Distillation: Where Legal Meets Technical
The glossary includes a crucial note: "Distillation from a competitor usually violates the terms of service of AI API and chat assistants."
This is where implementation gets legally interesting. As TechCrunch explains, distillation uses a "teacher-student" model to extract knowledge from a larger AI system into a smaller one.
For governance scholars and policymakers, this raises questions that definitions can't answer:
- How do you prove distillation occurred?
- What constitutes "knowledge extraction" versus "learning from publicly available outputs"?
- How do terms of service interact with competition law?
For startup leaders, the practical question is simpler: if your competitive advantage depends on distillation from a competitor's model, your legal exposure is real and your moat is temporary.
The Vocabulary Explosion Is Real – But So Is the Implementation Gap
TechBuzz's coverage notes that "the gap between widespread usage and actual understanding has never been wider." That's true. But there's a second gap that's even more dangerous: the gap between understanding and implementation.
Every term in the glossary has an implementation shadow – the operational, legal, and organizational implications that don't fit in a definition. AGI debates are interesting. Knowing who gets paged when your AI agent books the wrong flight is essential.
The teams that ship successfully aren't the ones with the best vocabulary. They're the ones who've mapped each term to a process, an owner, and a rollback plan.
What This Means for Your Next AI Project
Before the next planning meeting, run this exercise:
- List every AI term in your project documentation
- For each term, answer: Who owns this when it fails? What's the monitoring plan? What's the rollback procedure?
- If you can't answer all three: You're not ready to ship. You're ready to learn.
The glossary is a starting point. Implementation is the destination. The distance between them is where projects succeed or die.
Frequently Asked Questions
Q: What is an AI hallucination in practical terms?
A: A hallucination occurs when an AI model generates information that is factually incorrect but presented with confidence. For implementation teams, this means building monitoring systems that sample outputs regularly and establishing escalation procedures before launch – not after the first complaint.
Q: How do I set a hallucination tolerance threshold for my AI deployment?

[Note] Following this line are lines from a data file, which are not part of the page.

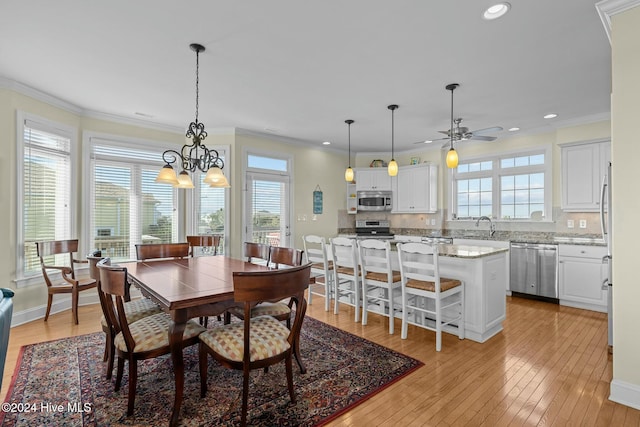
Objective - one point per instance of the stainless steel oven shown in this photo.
(374, 200)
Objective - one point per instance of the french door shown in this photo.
(267, 202)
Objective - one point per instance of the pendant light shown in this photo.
(348, 174)
(393, 165)
(452, 155)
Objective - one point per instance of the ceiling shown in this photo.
(299, 69)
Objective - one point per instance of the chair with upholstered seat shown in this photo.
(256, 253)
(145, 251)
(135, 310)
(208, 244)
(429, 300)
(346, 274)
(70, 284)
(143, 339)
(257, 342)
(315, 249)
(380, 284)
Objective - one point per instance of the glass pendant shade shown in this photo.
(184, 180)
(452, 159)
(167, 176)
(348, 174)
(392, 169)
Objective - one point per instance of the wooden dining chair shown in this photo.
(143, 339)
(257, 342)
(135, 310)
(257, 253)
(428, 300)
(209, 241)
(145, 251)
(70, 284)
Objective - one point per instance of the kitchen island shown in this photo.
(485, 273)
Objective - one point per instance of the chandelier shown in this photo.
(194, 155)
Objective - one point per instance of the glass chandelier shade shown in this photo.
(392, 169)
(348, 174)
(194, 155)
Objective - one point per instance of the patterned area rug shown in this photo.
(62, 383)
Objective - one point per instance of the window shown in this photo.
(45, 177)
(513, 186)
(210, 215)
(127, 206)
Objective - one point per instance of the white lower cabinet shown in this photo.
(581, 273)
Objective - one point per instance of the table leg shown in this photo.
(175, 342)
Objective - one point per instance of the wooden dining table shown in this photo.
(188, 288)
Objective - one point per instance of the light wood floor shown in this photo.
(550, 366)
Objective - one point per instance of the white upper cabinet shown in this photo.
(373, 179)
(584, 166)
(415, 189)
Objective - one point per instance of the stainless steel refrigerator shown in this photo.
(606, 221)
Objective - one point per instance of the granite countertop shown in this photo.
(466, 251)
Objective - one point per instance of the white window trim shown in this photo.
(246, 151)
(52, 127)
(498, 173)
(190, 219)
(122, 141)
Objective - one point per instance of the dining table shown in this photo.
(189, 288)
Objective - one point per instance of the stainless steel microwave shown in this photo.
(374, 200)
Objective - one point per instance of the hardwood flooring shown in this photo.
(550, 366)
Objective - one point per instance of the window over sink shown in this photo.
(514, 186)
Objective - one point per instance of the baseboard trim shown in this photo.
(625, 393)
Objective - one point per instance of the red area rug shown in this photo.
(62, 383)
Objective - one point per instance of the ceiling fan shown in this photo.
(462, 133)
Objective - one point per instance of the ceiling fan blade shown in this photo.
(482, 137)
(487, 130)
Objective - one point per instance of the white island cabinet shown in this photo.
(484, 271)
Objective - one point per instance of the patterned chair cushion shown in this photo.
(152, 332)
(268, 338)
(136, 310)
(445, 284)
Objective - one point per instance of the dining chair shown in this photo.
(428, 300)
(140, 340)
(135, 310)
(346, 274)
(315, 250)
(69, 284)
(380, 284)
(208, 242)
(145, 251)
(256, 253)
(257, 342)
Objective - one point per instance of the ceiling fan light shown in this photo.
(392, 169)
(348, 174)
(496, 11)
(452, 158)
(184, 180)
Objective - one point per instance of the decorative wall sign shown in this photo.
(317, 200)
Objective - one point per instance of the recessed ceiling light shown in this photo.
(496, 11)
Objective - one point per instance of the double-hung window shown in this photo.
(45, 197)
(125, 204)
(512, 186)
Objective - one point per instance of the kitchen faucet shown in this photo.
(492, 227)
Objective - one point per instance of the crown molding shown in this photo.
(608, 8)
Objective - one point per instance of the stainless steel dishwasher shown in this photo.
(534, 269)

A: Define acceptable error rates based on your use case's risk profile. A customer service chatbot might tolerate 1-2% hallucination rates with human escalation paths, while a medical information system requires near-zero tolerance with mandatory human review for all outputs.
Q: What procurement questions should I ask about LLM deployments?
A: Focus on data residency (where inference occurs), model versioning (who controls updates), audit trail capabilities (can you reconstruct past outputs), and exit strategy (migration path if vendor terms change). These questions matter more than benchmark scores.
Q: What is the "reasoning tax" for chain-of-thought models?
A: Chain-of-thought reasoning improves accuracy but increases compute costs, latency, and monitoring complexity. Teams should budget 2-3x the inference cost of standard models and implement separate evaluation pipelines for reasoning quality.
Q: When does fine-tuning make sense versus using a base model?
A: Fine-tuning makes sense when domain-specific performance gains justify ongoing maintenance costs – including evaluation pipeline management, retraining cycles when base models update, and additional compliance documentation. Most teams underestimate this maintenance burden.
Q: What are the legal risks of AI model distillation?
A: Distilling knowledge from a competitor's model typically violates their terms of service and creates legal exposure. If your competitive advantage depends on distillation, consult legal counsel and develop contingency plans for when enforcement actions occur.